MLLM-Search: A Zero-Shot Approach to Finding People using Multimodal Large Language Models
Fung, Angus, Tan, Aaron Hao, Wang, Haitong, Benhabib, Beno, Nejat, Goldie
Robotic search of people in human-centered environments, including healthcare settings, is challenging as autonomous robots need to locate people without complete or any prior knowledge of their schedules, plans or locations. Furthermore, robots need to be able to adapt to real-time events that can influence a person's plan in an environment. In this paper, we present MLLM-Search, a novel zero-shot person search architecture that leverages multimodal large language models (MLLM) to address the mobile robot problem of searching for a person under event-driven scenarios with varying user schedules. Our approach introduces a novel visual prompting method to provide robots with spatial understanding of the environment by generating a spatially grounded waypoint map, representing navigable waypoints by a topological graph and regions by semantic labels. This is incorporated into a MLLM with a region planner that selects the next search region based on the semantic relevance to the search scenario, and a waypoint planner which generates a search path by considering the semantically relevant objects and the local spatial context through our unique spatial chain-of-thought prompting approach.

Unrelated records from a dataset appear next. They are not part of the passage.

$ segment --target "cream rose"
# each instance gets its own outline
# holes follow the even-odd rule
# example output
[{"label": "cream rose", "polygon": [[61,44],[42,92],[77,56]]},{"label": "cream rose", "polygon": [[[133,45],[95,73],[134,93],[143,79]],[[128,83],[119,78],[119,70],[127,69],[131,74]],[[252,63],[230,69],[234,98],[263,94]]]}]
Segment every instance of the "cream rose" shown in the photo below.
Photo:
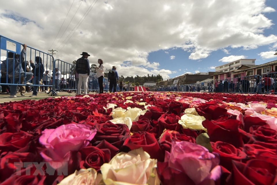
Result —
[{"label": "cream rose", "polygon": [[159,185],[156,167],[157,160],[140,148],[118,154],[100,169],[106,184]]},{"label": "cream rose", "polygon": [[128,127],[129,130],[131,129],[132,125],[132,120],[131,118],[128,117],[117,118],[111,120],[110,120],[110,121],[114,124],[125,124],[127,125],[127,127]]},{"label": "cream rose", "polygon": [[76,170],[61,181],[58,185],[98,185],[102,180],[101,174],[93,168]]},{"label": "cream rose", "polygon": [[178,123],[184,129],[206,131],[207,129],[202,125],[202,122],[205,119],[203,116],[186,114],[182,116]]},{"label": "cream rose", "polygon": [[185,110],[185,113],[186,114],[193,114],[195,116],[199,116],[198,113],[196,111],[196,110],[194,107],[192,108],[188,108]]}]

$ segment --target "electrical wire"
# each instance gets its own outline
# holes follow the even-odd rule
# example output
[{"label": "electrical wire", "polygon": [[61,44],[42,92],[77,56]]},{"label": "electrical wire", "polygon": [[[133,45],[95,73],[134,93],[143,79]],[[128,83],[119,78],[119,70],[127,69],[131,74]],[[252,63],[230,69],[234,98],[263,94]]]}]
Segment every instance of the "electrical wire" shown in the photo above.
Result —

Extensive 3D photorealistic experiments were conducted to validate the performance of MLLM-Search in searching for a person with a changing schedule in different environments. An ablation study was also conducted to validate the main design choices of MLLM-Search. Furthermore, a comparison study with state-of-the art search methods demonstrated that MLLM-Search outperforms existing methods with respect to search efficiency. Real-world experiments with a mobile robot in a multi-room floor of a building showed that MLLM-Search was able to generalize to finding a person in a new unseen environment.